When your browser navigates to a Discord channel's join page, it sends a request to localhost via this port and sends the channel ID to the client. This lets the app pop open a native 'Join Channel' experience.

I discovered this when I noticed how this behavior worked even in incognito mode and my browser was signed out of Discord.

Not. Cool. We need to massively improve sandboxing - of all applications - in the desktop world.
RandomBK
·il y a 4 ans·discuss
I feel that every time we talk about Java, we should clarify between Java the language, Java the programming style, and Java the JVM.

As a language, Java's not too bad. It's a bit wordy, in bad need of some syntax sugar, but it's designed to be fairly straightforward and for the most part it does its job well. I don't need a degree in language theory to get started writing it.

Java the programming style, particularly enterprise, is a horrendous over-engineered mess that schools jam down the throats of students who don't know any better. It's designed to (and fails to) enforce a common style that can be written by armies of mediocre developers plodding along inside giant enterprise codebases, so that no matter who wrote the code, some other developer in another department can figure out how to call it.

Java the JVM is a pretty nifty beast. It's made tradeoffs that means it's not always suited for every use case, but put in its element it really shines. The modern GC algos give developers options based on the program's needs. It's currently struggling to overcome some historical decisions that while good back in the old days are now holding it back.

Personally I'm very biased towards Kotlin, which gives me the benefit of the JVM without the barf that is Java.

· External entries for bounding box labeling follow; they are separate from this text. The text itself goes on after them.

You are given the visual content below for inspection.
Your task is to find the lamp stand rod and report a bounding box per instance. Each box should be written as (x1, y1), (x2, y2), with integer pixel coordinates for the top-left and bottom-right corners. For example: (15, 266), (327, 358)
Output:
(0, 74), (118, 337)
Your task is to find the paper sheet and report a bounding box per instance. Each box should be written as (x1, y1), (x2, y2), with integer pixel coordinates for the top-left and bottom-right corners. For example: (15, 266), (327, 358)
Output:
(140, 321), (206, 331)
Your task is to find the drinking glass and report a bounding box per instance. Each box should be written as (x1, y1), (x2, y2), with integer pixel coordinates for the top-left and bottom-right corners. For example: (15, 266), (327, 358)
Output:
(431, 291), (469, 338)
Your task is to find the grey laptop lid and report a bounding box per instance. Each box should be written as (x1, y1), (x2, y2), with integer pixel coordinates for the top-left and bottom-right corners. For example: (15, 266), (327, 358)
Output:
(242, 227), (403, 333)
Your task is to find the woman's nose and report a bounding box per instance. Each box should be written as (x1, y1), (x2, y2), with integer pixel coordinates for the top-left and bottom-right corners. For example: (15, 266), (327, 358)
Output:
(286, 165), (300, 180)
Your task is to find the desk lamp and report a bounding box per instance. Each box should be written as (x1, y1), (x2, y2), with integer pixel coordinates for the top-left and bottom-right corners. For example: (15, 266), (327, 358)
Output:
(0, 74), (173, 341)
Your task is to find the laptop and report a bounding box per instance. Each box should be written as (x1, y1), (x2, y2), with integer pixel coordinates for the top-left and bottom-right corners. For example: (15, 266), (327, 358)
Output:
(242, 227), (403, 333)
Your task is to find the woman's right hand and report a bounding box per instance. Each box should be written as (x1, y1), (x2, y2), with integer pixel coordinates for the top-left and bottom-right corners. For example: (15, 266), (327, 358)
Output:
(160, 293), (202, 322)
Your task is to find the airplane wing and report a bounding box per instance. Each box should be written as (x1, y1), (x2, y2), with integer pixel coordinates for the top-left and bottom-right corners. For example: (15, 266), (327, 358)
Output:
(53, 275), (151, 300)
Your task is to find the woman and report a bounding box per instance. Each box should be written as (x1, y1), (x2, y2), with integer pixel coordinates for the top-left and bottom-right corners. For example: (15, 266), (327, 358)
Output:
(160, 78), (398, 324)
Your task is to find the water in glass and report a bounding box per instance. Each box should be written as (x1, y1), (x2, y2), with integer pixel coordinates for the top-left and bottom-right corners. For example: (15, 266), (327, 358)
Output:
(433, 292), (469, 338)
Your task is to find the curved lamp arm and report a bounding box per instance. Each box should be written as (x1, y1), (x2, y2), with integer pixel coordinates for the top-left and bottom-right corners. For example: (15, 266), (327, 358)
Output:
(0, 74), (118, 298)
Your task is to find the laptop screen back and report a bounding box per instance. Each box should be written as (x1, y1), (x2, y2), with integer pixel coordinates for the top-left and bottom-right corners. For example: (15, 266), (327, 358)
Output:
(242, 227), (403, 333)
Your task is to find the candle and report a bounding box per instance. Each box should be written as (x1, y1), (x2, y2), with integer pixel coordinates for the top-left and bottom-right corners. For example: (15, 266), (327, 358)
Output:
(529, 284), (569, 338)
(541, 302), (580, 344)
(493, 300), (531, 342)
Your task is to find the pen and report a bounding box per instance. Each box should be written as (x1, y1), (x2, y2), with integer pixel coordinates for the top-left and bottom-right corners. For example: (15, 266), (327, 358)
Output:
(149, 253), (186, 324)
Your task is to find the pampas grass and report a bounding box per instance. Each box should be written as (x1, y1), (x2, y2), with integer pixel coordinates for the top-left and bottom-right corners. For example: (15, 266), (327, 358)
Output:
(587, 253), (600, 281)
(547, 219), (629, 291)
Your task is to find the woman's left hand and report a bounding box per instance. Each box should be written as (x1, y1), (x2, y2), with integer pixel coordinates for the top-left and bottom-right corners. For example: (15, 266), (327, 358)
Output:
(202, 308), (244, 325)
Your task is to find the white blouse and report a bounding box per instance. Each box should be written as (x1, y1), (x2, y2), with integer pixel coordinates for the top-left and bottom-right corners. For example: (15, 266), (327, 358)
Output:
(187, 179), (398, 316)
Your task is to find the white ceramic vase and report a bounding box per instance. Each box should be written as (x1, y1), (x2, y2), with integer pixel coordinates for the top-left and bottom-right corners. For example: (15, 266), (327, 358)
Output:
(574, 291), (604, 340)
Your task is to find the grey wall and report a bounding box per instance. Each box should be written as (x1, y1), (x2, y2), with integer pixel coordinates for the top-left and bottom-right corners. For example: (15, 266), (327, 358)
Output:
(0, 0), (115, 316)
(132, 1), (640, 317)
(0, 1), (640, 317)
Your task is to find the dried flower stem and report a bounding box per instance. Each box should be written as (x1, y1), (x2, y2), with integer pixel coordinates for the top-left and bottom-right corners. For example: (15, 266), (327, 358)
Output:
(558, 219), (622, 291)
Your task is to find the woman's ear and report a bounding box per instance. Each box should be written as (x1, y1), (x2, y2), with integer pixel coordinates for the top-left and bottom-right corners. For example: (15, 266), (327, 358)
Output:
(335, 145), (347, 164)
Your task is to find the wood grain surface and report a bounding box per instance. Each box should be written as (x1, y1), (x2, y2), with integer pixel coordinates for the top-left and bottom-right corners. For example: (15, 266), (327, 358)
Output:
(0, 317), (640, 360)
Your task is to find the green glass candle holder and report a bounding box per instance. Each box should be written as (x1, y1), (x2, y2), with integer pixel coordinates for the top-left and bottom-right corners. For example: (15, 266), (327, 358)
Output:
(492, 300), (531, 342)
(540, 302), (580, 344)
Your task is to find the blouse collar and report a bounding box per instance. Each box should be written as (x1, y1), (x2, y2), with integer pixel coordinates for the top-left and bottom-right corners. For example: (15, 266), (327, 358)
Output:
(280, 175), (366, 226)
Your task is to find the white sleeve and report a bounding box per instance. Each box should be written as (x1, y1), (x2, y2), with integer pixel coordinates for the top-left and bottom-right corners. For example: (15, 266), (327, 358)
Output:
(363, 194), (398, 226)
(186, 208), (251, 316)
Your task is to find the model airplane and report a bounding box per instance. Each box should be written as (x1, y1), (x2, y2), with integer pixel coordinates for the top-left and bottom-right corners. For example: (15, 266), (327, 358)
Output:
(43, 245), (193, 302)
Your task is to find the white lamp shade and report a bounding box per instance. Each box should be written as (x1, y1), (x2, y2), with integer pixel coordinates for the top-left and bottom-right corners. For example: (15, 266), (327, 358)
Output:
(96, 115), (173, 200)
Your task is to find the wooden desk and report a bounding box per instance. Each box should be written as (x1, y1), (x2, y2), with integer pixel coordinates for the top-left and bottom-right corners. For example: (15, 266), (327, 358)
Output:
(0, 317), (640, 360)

It's not the fastest-executing language out there, but for me it's a perfect balance between development speed, ecosystem of battle-tested libraries, and competitive execution speed.
RandomBK
·il y a 11 ans·discuss
The YC application asks teams to discuss their current equity split / legal situation. What happens to teams who haven't figured that out, or are looking for advice on those matters from Ycombinator? Will an uncertain equity plan or organizational structure kill an otherwise exciting application, if they are open to advice?